By: David Kanter (dkanter.delete@this.realworldtech.com), January 18, 2011 12:24 pm
Room: Moderated Discussions
? (0xe2.0x9a.0x9b@gmail.com) on 1/18/11 wrote:
---------------------------
>Matt Waldhauer (M.Waldhauer@gmx.de) on 1/18/11 wrote:
>---------------------------
>>David Kanter (dkanter@realworldtech.com) on 1/17/11 wrote:
>>---------------------------
>>>Mtatt Waldhauer (M.Waldhauer@gmx.de) on 1/17/11 wrote:
>>>---------------------------
>>>>? (0xe2.0x9a.0x9b@gmail.com) on 1/16/11 wrote:
>>>>---------------------------
>>>>>On the other hand, I predict that AMD will be forced to copy the Intel's microOP
>>>>>cache from Intel's Sandy Bridge (Unless AMD did not already do so in some form in
>>>>>the Bulldozer architecture. It would be nice if Bulldozer featured such a cache, but I doubt Bulldozer has it.)
>>>>
>>>>AMD already patented a branch redirect recovery cache. Very similar to the uOp cache. Does that count as copy? ;)
>>>
>>>So...judging from the name, this sounds very different from a uop cache. It sounds
>>>like they just have patented a cache that holds common targets of mispredicted branches.

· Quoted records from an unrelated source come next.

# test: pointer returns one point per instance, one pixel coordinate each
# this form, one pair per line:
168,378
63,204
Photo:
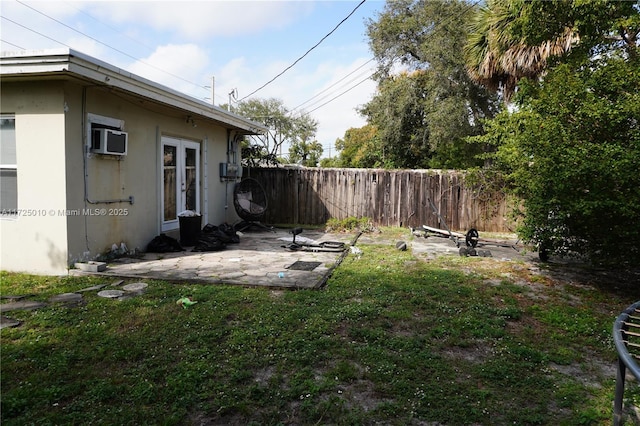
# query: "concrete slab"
260,260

>>>I.e. it reduces the penalty of a branch mispredict, rather than accelerating the common case.
>>>
>>>AFAIK, bulldozer does not have anything like the uop cache at all. Although AMD
>>>has always been a little less worried about decode bandwidth.
>>
>>Quotes from the patent:
>>"One or more decode stages (corresponding to the decode unit 18 ) may also be bypassed.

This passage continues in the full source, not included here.